Tags: Residential Residential Views

It’s been a dizzying race to the top for Auckland’s housing market. How high can it go?


Only a few years ago, owning a million-dollar home would have been a dream for most people. But over the past three years, residential property values have shot up by 46%.

Despite a slight dip in the latest price growth results, a house in Auckland will now set you back around the $1 million mark … and that’s just an average dwelling. Most family homes close to the CBD in the desirable inner eastern and western suburbs will set you back a lot more; and for the most exclusive suburbs, breaking the $3 million-average barrier will be the next big milestone.

Sitting at the top of the list of the most expensive areas are: Herne Bay, Remuera, Orakei and Campbells Bay. During 2017, these suburbs each recorded an average sale price of over $2 million, according to REINZ data.

At No.1 sits Herne Bay – the area’s beautiful character villas and prime location come with the country’s largest average price tag, just under $2.5 million (77 sales for 2017). Not far behind is Remuera, with an average value of $2.3 million – a big number matched by equally impressive sales volumes: 419 sales over the past year. Then comes Orakei at $2.1m (69 sales) and Campbells Bay – the only North Shore member of the club – with an average price of $2.06 million (49 sales).

While the rise of these suburbs from the $1 million to $2 million average has taken under a decade, the climb to the $3 million mark will be a slower process. After years of steep price increases and frenetic investor speculation, Auckland’s residential market is taking a well-earned rest.

A sense of equilibrium has descended on the “City of Sales”; listings are up and prices are levelling; with the REINZ Housing Price Index showing a modest 1% year on year growth, and are likely to remain steady. So it’s going to be a while before we welcome our first $3 million suburb.
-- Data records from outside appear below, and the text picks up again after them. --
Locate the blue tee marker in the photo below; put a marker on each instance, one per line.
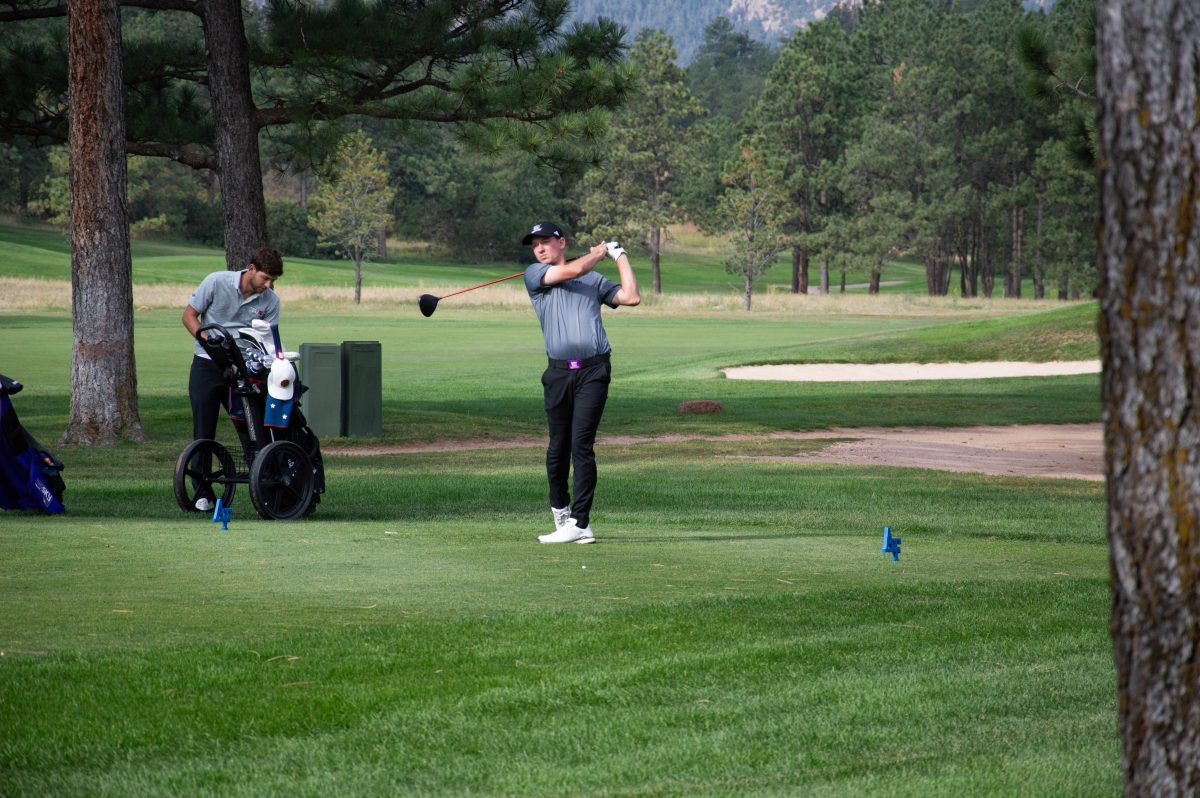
(222, 515)
(891, 544)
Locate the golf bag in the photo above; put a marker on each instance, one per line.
(30, 477)
(281, 459)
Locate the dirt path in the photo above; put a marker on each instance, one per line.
(1047, 450)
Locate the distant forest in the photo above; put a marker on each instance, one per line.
(684, 21)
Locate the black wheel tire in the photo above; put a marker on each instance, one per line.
(192, 483)
(281, 481)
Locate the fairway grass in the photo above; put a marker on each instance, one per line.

Herne Bay needs its average prices to rise over 22% for that to occur, which is unlikely to happen quickly in today’s less febrile market, but as history shows, it will happen.

The $2 million club

However, while $3 million prices remain elusive, the $2 million club is set to expand its membership. A number of suburbs – stretching from Auckland’s northern beaches to southern bays – only need to experience modest price growth for them to hit the multi-million dollar benchmark.

Closest to the $2 million average is Omaha, where property prices have been given a boost due to the sale of luxury holiday homes. The average price for a sea view there will set you back a cool $1.94 million, at the time of writing.

In the city, Epsom’s average sits at $1.9 million – helped, in part, by those three magic words: Double Grammar Zone – and its central location.

From there, the $1.8 million zone stretches from St Heliers ($1.89 million) in the east, to trendy Westmere ($1.87 million), taking in Mission Bay ($1.84 million) and St Marys Bay ($1.82 million), along the way.

Other stars of the eastern suburbs include Glendowie, with an average sale price of $1.8 million, and Kohimarama ($1.74 million). Pushing further east, Mellons Bay ($1.72 million) – with its desirable schools, northerly aspect and great beaches – just pips the North Shore’s Devonport, which has an average sale price of $1.71 million.

The only way is up

Inevitably, given inflation, steady population growth and Auckland’s housing shortfall, all house prices in our largest city will continue to rise … just at a more sedate pace.

But there are also other forces at work that will have a major influence on average prices. The Unitary Plan has had a big effect on property valuations, and its push for higher density living in some areas will skew average sale prices.

For example, beachfront Omaha has a limited supply of properties (48 were sold last year); undeveloped sections are few and far between – only two were sold in 2017 – and they carry a hefty premium. Epsom, in comparison, is undergoing turbo-charged intensification and already boasts a high number of property transactions (212 in 2017).

Just one or two big sales in Omaha will be enough to boost its average sale price the 3.3% it needs to break into the $2 million club. Whereas in central Auckland, increased sales of smaller units and apartments will dampen average price rises in some areas.

However at the top of the ladder – in the top four priciest suburbs – intensification isn’t likely to stop the steady climb to the $3 million mark.

Already there are a significant number of sales pushing the $3 million barrier. Last year over a quarter of all sales in Herne Bay were over $3 million, and for Remuera it was just under 20%.

Indeed, in March, 15 Cremorne Street, Herne Bay, sold for close to $30 million. Proving that when it comes to hot property in desirable locations, the cream, like the prices, will always rise.